Die 14 cm mehr Länge und der um ebenfalls 14 cm auf 2,79 Meter gestreckte Radstand kommen weniger dem Kofferraum denn den Passagieren zugute. Mit zwei Sitzreihen kommt der Grand C-Max auf ein Laderaumvolumen von 475 Liter - gerade mal vier Liter mehr als der C-Max. Und auch bei umgeklappten Rücksitzen sind mit 1742 Litern nur 19 Liter mehr unterzubringen als in dem kürzeren Modell. Hinter der optional bestellbaren dritten Sitzreihe sind selbst bis unters Dach gerade mal 79 Liter Stauraum.

Für gelegentliche Fahrten mit dem Nachwuchs und seinen Freunden taugen die Sitze hinten zwar so leidlich - aber der Kegelklub dürfte bei einem längeren Ausflug schnell kiebig werden. Immerhin ist der Einstieg nach ganz hinten beim Grand C-Max relativ einfach und komfortabel. Zum ersten Mal hat der C-Max praktische Schiebetüren. Das macht es nicht nur deutlich bequemer, den zappelnden Nachwuchs in den Kindersitzen zu fixieren - es verringert auf engen Parkplätzen auch die Gefahr von Beulen im eigenen oder fremden Blech. Der mittlere Sitz in der zweiten Reihe lässt sich absenken und gibt so einen Durchstieg frei. Die dritte Sitzreihe selbst lässt sich ohne viel Kraftaufwand mit einem Handgriff ausklappen. Anders als der C-Max fährt sich der Grand C-Max deutlich "vaniger". Man geht gelassener mit dem um, was die Straße so zu bieten hat. Dabei ist auch der große Max komfortabel und agil zu fahren. Mit dazu bei trägt eine deutlich erweiterte Liste von elektronischen Helfern, die Ford beiden Modellen gegen Aufpreis beipackt. Das reicht vom Einpark-Assistenten bis hin zur Berganfahrhilfe.

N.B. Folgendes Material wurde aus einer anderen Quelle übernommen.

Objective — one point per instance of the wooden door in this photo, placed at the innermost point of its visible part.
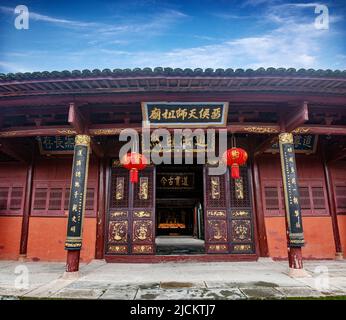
(130, 224)
(228, 213)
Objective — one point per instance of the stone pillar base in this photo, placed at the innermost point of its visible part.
(71, 275)
(298, 273)
(339, 256)
(22, 258)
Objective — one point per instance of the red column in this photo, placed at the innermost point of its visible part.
(262, 234)
(27, 209)
(332, 208)
(99, 251)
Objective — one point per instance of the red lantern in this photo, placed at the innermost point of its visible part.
(234, 158)
(134, 161)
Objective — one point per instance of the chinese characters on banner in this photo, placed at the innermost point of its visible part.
(291, 191)
(174, 114)
(175, 180)
(77, 194)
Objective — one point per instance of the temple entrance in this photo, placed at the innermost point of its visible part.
(179, 209)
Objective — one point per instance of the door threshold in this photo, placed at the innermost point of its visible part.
(180, 258)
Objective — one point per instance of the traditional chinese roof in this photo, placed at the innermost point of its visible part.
(169, 79)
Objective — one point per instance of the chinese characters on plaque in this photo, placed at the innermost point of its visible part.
(175, 180)
(185, 114)
(292, 200)
(77, 194)
(303, 143)
(198, 143)
(56, 144)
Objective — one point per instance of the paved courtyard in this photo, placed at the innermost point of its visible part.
(227, 280)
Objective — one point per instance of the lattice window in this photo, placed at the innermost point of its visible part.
(11, 199)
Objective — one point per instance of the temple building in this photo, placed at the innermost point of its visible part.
(65, 195)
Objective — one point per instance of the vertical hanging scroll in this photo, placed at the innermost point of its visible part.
(291, 192)
(78, 193)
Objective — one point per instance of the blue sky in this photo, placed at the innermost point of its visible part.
(74, 34)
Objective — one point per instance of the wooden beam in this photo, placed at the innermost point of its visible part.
(97, 148)
(137, 97)
(297, 117)
(115, 129)
(322, 130)
(14, 150)
(265, 145)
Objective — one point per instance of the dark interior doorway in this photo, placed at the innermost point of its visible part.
(179, 213)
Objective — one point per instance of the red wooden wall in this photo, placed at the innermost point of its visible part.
(12, 185)
(47, 226)
(49, 210)
(338, 172)
(317, 222)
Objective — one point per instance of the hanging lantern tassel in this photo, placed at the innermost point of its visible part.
(133, 175)
(234, 158)
(134, 162)
(235, 171)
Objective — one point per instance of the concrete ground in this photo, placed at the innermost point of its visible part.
(222, 280)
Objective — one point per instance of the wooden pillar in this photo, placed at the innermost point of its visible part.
(294, 223)
(79, 178)
(261, 229)
(332, 207)
(101, 214)
(26, 212)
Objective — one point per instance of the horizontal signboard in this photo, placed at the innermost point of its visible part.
(56, 144)
(185, 114)
(303, 143)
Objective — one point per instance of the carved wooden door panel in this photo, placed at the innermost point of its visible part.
(228, 213)
(241, 224)
(130, 227)
(215, 204)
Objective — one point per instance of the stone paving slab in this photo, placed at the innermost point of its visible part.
(191, 294)
(239, 280)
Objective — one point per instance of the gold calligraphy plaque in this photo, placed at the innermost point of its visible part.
(216, 213)
(119, 214)
(215, 188)
(119, 188)
(117, 249)
(143, 188)
(142, 214)
(140, 249)
(217, 247)
(240, 213)
(239, 188)
(242, 247)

Unter der Haube arbeitet eine Reihe neuer Motoren, die ebenfalls entscheidend zu einem rundum gelungenen Paket beitragen. Vor allem die beiden neuen EcoBoost-Benziner sorgen für ausreichend Kraft auf den Antriebsrädern. Aus dem gleichen Grundmotor mit 1,6 Litern Hubraum holen die Ingenieure mit Turbo-Unterstützung und Direkteinspritzung einmal 110 kW/150 PS und einmal 132 kW/180 PS heraus - schon beim kleinen Booster genug, um sich mit einem Drehmoment von 270 Nm nie untermotorisiert zu fühlen. Bereits aus niedrigen Drehzahlen zieht er munter los und in weniger als zehn Sekunden beschleunigt er den Grand C-Max angenehm leise von 0 auf 100 km/h, bei 202 km/h ist die Höchstgeschwindigkeit erreicht. Und das Ganze auch noch bei einem akzeptablen Durchschnittsverbrauch von offiziell 6,9 Litern. Inoffiziell ist der Bordcomputer meist anderer Meinung: Auf ersten Testfahrten zeigte er deutlich mehr denn acht Liter als Verbrauch an. Die Konkurrenz allerdings kann es durchweg auch nicht besser. Was fehlt und laut Ford so schnell wohl auch nicht kommt, das ist ein zumindest optionales Start-Stopp-System.

Der Basispreis für den C-Max mit 1,6-Liter-Benziner und 77 kW/105 PS liegt bei 18.600 Euro, der Grand C-Max ist jeweils 1500 Euro teurer. Unter der Ausstattungslinie Trend (dann ab 20.100 Euro) sollte man es aus eigenem Interesse allerdings nicht tun, denn sonst gibt's weder Radio noch Klimaanlage. Und es muss nicht immer Diesel sein: Durchaus empfehlenswert ist der 150 PS starke EcoBooster, der als Grand C-Max bei 23.100 Euro beginnt. Ein VW Touran mit einer vergleichbaren Leistung (aber ohne Schiebetüren) ist als 1.4 TSI ab 24.225 Euro zu haben, der Renault Scénic TCe 130 startet bei 21.800 Euro und Citroën ruft für den 156 PS starken C4 Picasso THP 155 gar 26.600 Euro auf.